No dia que marca a eleição nos Estados Unidos, o presidente da República, Jair Bolsonaro, usou as redes sociais para destacar a importância do pleito americano e as possíveis consequências do resultado para o Brasil. Em publicação no Twitter nesta terça-feira, 03, o presidente falou sobre não descartar uma “decisiva interferência externa” para influenciar as eleições brasileiras presidenciais, que ocorrem em 2022. “No Brasil, em especial pelo seu potencial agropecuário, poderemos sofrer uma decisiva interferência externa, na busca, desde já, de uma política interna simpática a essas potências, visando às eleições de 2022”, escreveu. O chefe do Executivo destacou que as “eleições norte-americanas despertam interesses globais, em especial, por influir na geopolítica e na projeção de poder mundiais”.

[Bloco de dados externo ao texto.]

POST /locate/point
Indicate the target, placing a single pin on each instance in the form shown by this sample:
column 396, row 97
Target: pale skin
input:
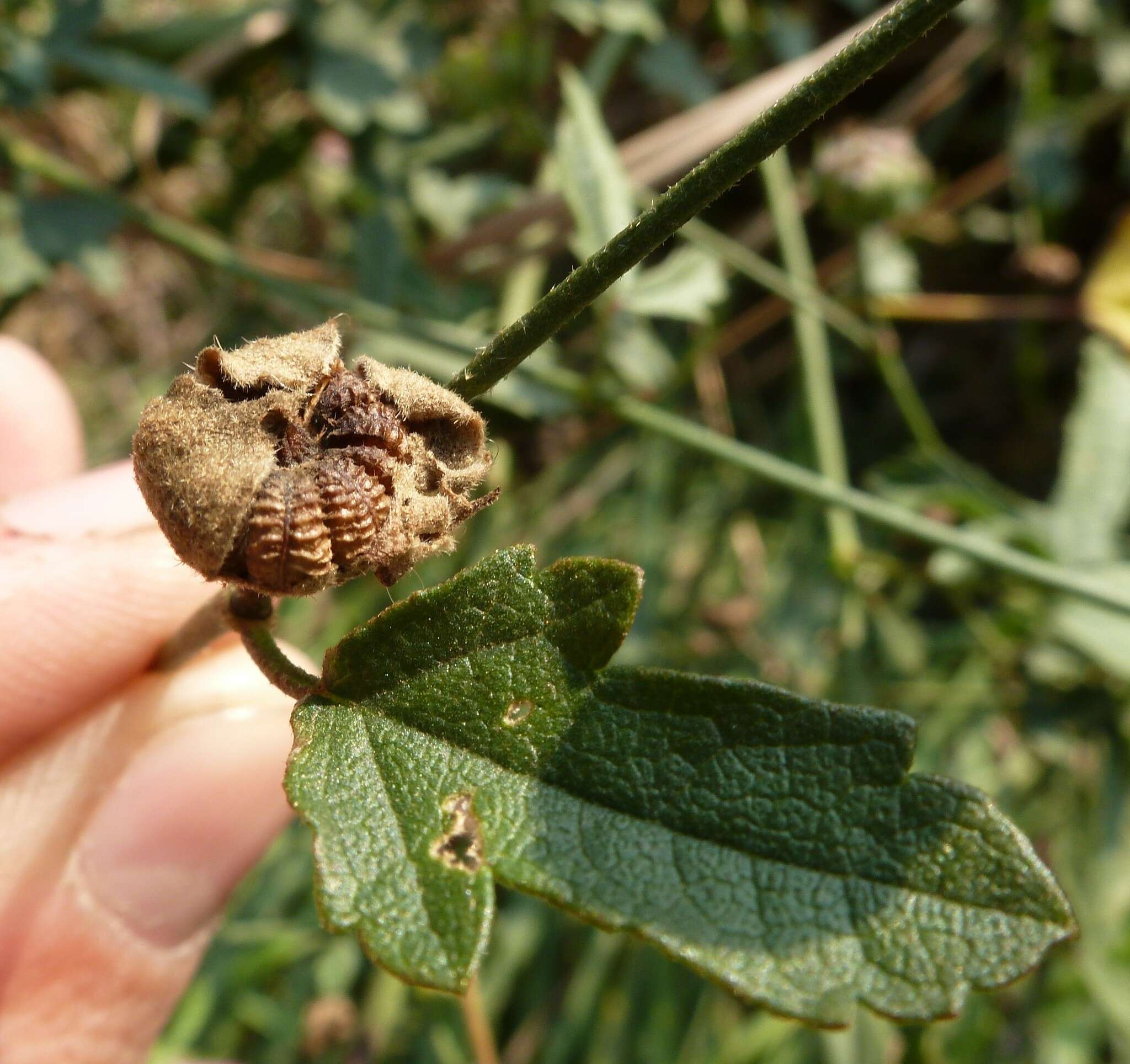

De acordo com o presidente, pelo peso da disputa eleitoral nos EUA ,”há sempre uma forte suspeita da ingerência de outras potências, no resultado final das urnas”. Bolsonaro ressaltou ainda que a “liberdade continua sendo ameaçada” e que é preciso se inteirar “do porquê, e por ação de quem, a América do Sul está caminhando para a esquerda”, dizendo que a liberdade “continua sendo ameaçada”. “Nessa batalha, fica evidente que a segurança alimentar, para alguns países, torna-se tão importante e aí se inclui, como prioridade, o domínio da própria Amazônia”, declarou. No fim de setembro, Bolsonaro rebateu declaração do candidato democrata Joe Biden sobre auxílio financeiro à Amazônia e possíveis consequências econômicas, caso a preservação da região não melhorasse.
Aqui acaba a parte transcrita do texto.